Did I mention ESS loves outcomes?  We love them because they focus attention on the difference we want to make rather than just activities or money.  Outcomes help us critically question whether we are doing the right thing to bring about the change people want.  Outcomes provide a route map for measurement and learning.

But they are not targets.  We should hold them lightly. We should change them if we discover, as we work, that they are not right.  We should measure “what works, who for and why – or why not?” not simply how many reduced loneliness we have “delivered”.

And another thing …

You can’t commission an outcome

If you can’t deliver an outcome you certainly can’t commission one.  “I’d like a new laptop and some increased wellbeing please”  Nonsense! Outcome-focused commissioning is crucial, don’t get me wrong.  But it’s the service you commission not the outcomes.  That means commissioning a service that has the best possible chance of achieving positive outcomes for a particular client group. 

Less performance more learning

Another reason why words matter is because they drive culture.  And we seem to have a public service culture where performance and accountability trumps learning almost every time.  This means we know if services have been delivered but not whether these are the right services, delivered in the right way to the right people to achieve the outcomes people want.  The performance culture means we know a great deal about what’s going wrong and far too little about how to put it right.    

Public sector activity is driven by performance measures (and by budgets).  That’s a problem because we do what we are measured on.  So measures, rather than a focus on making the system work for people, is driving what we do.

What would happen if we had no national statistics?  No local authority league tables?  No HEAT targets.  Would we be any worse off?  I wonder.

Imagine instead if public services were only driven by local need and desired outcomes.  And then we only measured whether and how we achieved those outcomes and for who, and what we have learned, then I suggest we’d be much further forward with Christie.

Most importantly where are the people?

Outcomes matter to people.  We all want to be happier, healthier, smarter, sexier (or is that just me?).  Anyway, when we write our outcomes we should include the “who” in the outcome.  For example “care experienced young people have more positive life chances”.  That way we know who we intend to make a difference with and for, and who we should ask for feedback from when measuring the outcome.

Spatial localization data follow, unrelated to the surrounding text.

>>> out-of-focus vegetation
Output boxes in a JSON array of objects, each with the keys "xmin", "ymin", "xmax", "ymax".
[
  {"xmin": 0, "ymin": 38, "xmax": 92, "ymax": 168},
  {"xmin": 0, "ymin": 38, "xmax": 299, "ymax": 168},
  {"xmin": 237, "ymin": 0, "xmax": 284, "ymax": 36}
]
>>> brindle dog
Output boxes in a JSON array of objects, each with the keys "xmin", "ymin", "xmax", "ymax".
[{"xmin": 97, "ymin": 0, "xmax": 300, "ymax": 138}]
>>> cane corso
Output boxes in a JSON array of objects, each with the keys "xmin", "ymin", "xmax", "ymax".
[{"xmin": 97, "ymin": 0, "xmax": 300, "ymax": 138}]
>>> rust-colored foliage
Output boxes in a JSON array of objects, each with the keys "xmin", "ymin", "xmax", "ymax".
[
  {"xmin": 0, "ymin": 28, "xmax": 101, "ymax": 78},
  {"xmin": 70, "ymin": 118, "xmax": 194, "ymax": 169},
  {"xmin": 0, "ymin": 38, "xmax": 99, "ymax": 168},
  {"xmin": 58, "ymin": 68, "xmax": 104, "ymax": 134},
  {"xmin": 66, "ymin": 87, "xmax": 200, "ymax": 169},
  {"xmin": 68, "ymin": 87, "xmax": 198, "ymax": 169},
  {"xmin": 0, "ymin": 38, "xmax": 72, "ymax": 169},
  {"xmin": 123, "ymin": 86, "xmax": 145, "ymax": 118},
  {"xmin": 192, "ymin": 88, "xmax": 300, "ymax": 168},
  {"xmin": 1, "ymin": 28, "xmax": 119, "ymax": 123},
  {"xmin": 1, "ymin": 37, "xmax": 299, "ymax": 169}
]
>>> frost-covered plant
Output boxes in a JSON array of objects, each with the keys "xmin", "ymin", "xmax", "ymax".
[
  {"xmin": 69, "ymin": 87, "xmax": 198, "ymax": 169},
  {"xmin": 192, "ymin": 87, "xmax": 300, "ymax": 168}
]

Indeed the people the outcomes are for should really be involved in writing them in the first place.  And people should be at the heart of measuring the outcomes approach.  They – not (just) the stats – tell us whether activities are making a difference and why.  That in turn means that the outcomes approach requires a rich tapestry of evidence – research, practitioner experience, lived-experience evidence; a mix of stats and stories. 

So don’t ditch outcomes.  Let’s use them properly. And the third sector can help.  We don’t have all the answers and we need to learn as well.  But the more the third sector’s experience is used to feed in, contribute, even lead public service reform the better chance we have of truly achieving outcomes.  And then we’ll all love them.